Fork me on GitHub
#xtdb
<
2020-06-26
>
euccastro01:06:11

in https://opencrux.com/docs#config-backup I read "Crux provides utility APIs for local backup and restore when you are using the standalone mode." Where can I find docs for those APIs?

euccastro01:06:44

i.e., how do I back up / restore a crux instance that is only backed by rocksdb or lmdb?

euccastro01:06:57

searching for how to restore such a backup... (maybe just pass its path to crux/start-node? I'll give that a try...

euccastro02:06:46

I tried it for the lmdb backend and it works. Nice!

euccastro02:06:11

lmk if you'd rather me delete this monologue šŸ™‚

euccastro02:06:32

yes, that seems better and more general than fiddling with the underlying stores directly

dvingo02:06:20

for rocksdb at least (not sure about lmbd) you can copy the data directories via the filesystem as long as the node is not running

euccastro03:06:38

thanks! I don't want to have to stop the node in order to back it up though

euccastro03:06:59

crux.backup/backup and crux.backup/restore are what I'm after really. the latter is broken. I could work around it by copying :crux.kv/db-dir to :db-dir and ignoring its final log (it wants to copy some :event-log-dir which doesn't exist for standalone K/V stores), but since all it's doing is copying the backup over to :db-dir I'll just do that myself

jarohen07:06:40

I'm sorry to say this local node backup and restore module has decayed over time.

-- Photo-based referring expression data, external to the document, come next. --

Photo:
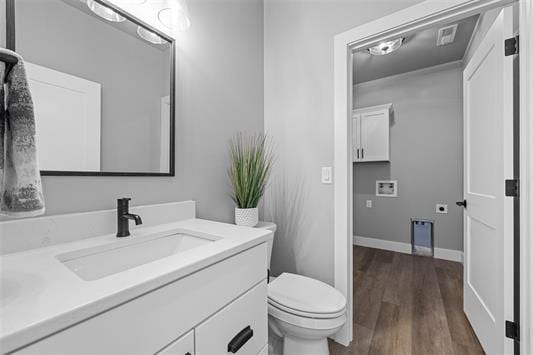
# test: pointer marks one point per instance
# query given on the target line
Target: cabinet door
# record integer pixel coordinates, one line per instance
(356, 137)
(183, 346)
(375, 136)
(239, 328)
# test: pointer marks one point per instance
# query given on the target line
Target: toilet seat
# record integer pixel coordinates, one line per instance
(305, 322)
(301, 296)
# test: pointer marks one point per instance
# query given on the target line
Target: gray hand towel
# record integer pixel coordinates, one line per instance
(20, 180)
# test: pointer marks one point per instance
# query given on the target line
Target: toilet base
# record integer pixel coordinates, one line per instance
(298, 346)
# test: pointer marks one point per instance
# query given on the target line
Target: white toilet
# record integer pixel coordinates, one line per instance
(303, 311)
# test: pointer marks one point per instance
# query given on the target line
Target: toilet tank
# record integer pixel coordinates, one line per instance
(271, 227)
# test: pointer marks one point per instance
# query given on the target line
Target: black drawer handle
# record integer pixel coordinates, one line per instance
(240, 339)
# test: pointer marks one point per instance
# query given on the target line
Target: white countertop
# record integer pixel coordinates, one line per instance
(39, 295)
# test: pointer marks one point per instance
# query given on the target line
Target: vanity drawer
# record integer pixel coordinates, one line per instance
(239, 328)
(182, 346)
(146, 324)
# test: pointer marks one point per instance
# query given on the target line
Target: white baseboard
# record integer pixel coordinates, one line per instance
(439, 253)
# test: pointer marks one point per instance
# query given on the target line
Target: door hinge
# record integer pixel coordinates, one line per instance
(512, 330)
(511, 46)
(512, 188)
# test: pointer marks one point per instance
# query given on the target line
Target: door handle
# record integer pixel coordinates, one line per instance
(240, 339)
(461, 203)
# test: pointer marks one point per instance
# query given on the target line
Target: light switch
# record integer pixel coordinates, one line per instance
(441, 208)
(327, 175)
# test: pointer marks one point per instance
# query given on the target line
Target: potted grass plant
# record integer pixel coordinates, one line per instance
(251, 163)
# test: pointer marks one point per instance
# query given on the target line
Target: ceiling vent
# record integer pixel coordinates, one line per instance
(446, 35)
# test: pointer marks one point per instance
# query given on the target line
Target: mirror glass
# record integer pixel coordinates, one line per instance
(101, 87)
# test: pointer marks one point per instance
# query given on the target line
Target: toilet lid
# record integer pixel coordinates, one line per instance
(304, 294)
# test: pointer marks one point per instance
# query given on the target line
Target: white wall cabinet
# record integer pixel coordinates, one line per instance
(371, 133)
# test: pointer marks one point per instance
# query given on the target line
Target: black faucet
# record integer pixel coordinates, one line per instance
(123, 217)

As part of our ongoing beta, we are looking into a more cluster-aware snapshot solution (predominantly for ease of bringing up new nodes rather than backup/restore) - will obviously announce any progress on here. If you do want to back up local nodes, it's most important to back up the golden store of the tx-log and the document store (as it is with non-local nodes, in fact) - the nodes themselves can be deleted and rebuilt so long as these golden stores are intact. If you are using the standalone topology, this means setting :crux.standalone/event-log-dir as part of your options, and then backing that up offline. That said, I'd recommend using any one of the other golden stores (Kafka or JDBC) for production usage, rather than standalone - they already have well-established backup/restore processes (not to mention scalability, availability, monitoring, etc).

jarohen07:06:58

Admittedly, we originally only envisaged standalone to be for dev-only usage - although we are aware that it is now being deployed into production in places šŸ™‚

euccastro08:06:46

thanks for the detailed explanation!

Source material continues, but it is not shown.